James Bradley, co-author of the book, knew his father John was one of the men in the photograph. But until his father died, Bradley had no idea he had returned to the U.S. not just a hero, but a celebrity. Searching through closets for his father’s will, Bradley found the beginnings of the untold story when a Navy Cross, the second highest honor a sailor can receive, tumbled out of an old shoebox. Beneath it were photographs of his father at the White House, shaking hands with President Truman.
Bradley devoted the next three years of his life to the investigation of his father’s past. He tracked down Iwo Jima veterans across the country, urged them to open up about the battle and gradually pieced together an oral history.
Powers helped Bradley transform his hundreds of pages of notes into a best-selling novel with one organizing principle: a son in search of his father.
“I didn’t want to focus on the pornography of battle,” Powers said. “I wanted it to be a quiet book, away from the war. I wanted to show these young men as boys. If we did it right, the reader would supply the anguish and emotion and horror.”
Only three of the six men from the famous photograph survived the war. When they returned to the United States, they were treated like rock stars, Powers said.

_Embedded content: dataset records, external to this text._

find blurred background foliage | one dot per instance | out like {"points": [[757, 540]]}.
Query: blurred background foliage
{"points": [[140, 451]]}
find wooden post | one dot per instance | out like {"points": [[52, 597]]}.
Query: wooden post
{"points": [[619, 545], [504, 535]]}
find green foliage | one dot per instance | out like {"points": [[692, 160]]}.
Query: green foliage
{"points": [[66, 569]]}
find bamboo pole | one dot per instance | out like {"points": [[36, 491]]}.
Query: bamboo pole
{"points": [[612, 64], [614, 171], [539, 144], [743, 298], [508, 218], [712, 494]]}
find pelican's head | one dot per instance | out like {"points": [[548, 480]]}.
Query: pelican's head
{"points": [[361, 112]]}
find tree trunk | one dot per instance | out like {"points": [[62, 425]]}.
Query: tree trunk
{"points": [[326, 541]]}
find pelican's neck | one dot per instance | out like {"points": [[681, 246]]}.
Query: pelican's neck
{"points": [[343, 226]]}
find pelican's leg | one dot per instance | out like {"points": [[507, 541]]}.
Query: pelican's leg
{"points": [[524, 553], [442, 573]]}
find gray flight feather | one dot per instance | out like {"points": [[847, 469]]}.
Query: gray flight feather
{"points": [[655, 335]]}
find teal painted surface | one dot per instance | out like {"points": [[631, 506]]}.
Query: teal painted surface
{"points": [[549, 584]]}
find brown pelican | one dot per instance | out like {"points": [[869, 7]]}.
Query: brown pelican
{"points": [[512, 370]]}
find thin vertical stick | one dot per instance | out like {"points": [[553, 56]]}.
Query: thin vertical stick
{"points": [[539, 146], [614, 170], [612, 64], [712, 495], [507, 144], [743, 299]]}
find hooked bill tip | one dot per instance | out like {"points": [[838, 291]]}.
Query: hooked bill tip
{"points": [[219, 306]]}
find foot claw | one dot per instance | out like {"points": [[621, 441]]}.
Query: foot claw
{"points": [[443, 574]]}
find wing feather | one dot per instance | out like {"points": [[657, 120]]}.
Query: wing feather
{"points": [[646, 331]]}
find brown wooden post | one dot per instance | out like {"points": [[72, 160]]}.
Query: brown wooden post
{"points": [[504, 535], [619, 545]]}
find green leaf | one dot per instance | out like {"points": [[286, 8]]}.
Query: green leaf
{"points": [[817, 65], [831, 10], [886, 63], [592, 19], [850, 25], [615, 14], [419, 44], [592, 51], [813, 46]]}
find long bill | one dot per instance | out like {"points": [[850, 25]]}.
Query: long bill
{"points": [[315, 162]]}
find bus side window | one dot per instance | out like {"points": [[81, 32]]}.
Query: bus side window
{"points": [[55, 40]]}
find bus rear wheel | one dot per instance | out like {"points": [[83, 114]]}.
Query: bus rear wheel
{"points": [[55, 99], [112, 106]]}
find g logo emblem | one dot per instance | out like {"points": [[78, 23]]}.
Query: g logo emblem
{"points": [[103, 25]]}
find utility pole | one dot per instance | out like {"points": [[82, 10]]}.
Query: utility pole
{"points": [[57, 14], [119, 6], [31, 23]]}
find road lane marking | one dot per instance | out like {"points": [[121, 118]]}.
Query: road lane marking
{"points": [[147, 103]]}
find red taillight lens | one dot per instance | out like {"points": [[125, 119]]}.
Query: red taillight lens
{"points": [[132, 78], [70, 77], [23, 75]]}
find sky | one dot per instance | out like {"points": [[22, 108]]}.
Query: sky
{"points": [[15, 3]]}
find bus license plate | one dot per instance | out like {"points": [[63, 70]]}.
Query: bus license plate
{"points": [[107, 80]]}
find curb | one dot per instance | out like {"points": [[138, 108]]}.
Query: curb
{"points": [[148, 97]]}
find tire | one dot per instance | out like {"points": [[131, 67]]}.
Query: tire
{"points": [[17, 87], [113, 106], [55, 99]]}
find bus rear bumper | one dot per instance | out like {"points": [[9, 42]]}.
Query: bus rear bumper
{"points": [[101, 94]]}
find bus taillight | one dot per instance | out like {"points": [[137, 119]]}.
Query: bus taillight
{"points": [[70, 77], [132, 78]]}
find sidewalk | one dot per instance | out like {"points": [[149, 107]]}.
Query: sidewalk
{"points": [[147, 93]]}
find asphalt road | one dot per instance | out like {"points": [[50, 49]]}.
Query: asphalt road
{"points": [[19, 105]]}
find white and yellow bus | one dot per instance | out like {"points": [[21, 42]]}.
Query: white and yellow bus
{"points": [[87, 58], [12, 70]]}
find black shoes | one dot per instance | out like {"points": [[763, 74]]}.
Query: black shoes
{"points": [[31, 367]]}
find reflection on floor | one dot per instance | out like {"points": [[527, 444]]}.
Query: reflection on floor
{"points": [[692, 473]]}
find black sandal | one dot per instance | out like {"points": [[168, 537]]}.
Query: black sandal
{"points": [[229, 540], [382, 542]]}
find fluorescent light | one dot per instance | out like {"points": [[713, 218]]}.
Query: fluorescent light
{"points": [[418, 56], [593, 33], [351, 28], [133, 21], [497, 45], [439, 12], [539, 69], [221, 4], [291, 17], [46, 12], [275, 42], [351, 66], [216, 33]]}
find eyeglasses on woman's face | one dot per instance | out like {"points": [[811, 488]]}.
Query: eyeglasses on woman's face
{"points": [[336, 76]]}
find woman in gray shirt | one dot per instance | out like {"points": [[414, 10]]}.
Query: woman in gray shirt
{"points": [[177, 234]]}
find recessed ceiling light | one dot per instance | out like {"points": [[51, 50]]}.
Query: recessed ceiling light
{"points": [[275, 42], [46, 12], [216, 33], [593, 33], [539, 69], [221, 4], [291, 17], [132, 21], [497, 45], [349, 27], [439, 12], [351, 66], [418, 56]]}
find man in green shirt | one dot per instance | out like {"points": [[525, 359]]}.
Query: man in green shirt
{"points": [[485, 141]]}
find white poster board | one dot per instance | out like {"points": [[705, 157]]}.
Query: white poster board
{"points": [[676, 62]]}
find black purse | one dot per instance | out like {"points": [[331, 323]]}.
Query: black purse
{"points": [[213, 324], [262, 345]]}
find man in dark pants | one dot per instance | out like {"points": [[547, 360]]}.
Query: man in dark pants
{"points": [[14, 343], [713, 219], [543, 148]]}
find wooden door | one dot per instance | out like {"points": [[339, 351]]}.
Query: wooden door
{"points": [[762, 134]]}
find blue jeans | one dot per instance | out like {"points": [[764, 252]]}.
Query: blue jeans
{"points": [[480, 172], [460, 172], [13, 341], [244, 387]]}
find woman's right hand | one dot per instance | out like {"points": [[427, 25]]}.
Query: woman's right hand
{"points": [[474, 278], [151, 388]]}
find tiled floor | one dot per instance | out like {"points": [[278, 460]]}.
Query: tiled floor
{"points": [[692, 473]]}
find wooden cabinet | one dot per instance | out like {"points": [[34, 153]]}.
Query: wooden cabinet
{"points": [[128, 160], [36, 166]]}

President Roosevelt, who knew newspapers across the county were on to something as they printed and re-printed the photo, chose it as the symbol of a national tour in an effort to sell $14 billion of bonds to support the war effort.
Essentially, the U.S. government exploited the men who raised the flag on Iwo Jima to meet that goal.
“That photo galvanized the nation,” Powers said. The men shook hands with movie stars, signed autographs and waved from crowded parades.
But Powers and Bradley made the point in their book that the men didn’t believe they were heroes, did not want to be marketed as such, and struggled to deal with their new status.
Local veteran Wilkinson, a former Marine war dog handler, remembered that feeling. “A hero is someone who does something above and beyond the call of duty,” he said. “What we did was just part of the job. You just did what was in front of you.”
Ketcham, who was in the Marine rifle company, agreed.
“I still don’t feel like a hero, and I don’t want to,” Ketcham said. “The real heroes are the ones we left over there.”
Both Wilkinson and Ketcham have read Powers’ book and plan to attend the screening of Flags of Our Fathers on Sunday. Powers will introduce the film and host a reception between the two screenings, at 2 p.m. and 6 p.m., for veterans and their families. He hopes the film will open up a too often tightly sealed dialogue about the many sides of war.
“I’ve always kept movies at arm’s length,” Powers said. “The book is what matters to me.”
But he thinks the screenplay is brilliant. “Haggis truly understands the psychology of the book,” he said.
Wilkinson is bringing eight children and grandchildren along with him on Sunday. His wife Beth is opting out, he said. “She doesn’t like blood and guts.” Smiling, he added, “I don’t either, really.”
But his grandson will make the trip to attend the screening from Lebanon, New Hampshire. He wants to be there to share the story with his grandfather. “It makes you feel you’ve done something right,” Wilkinson said.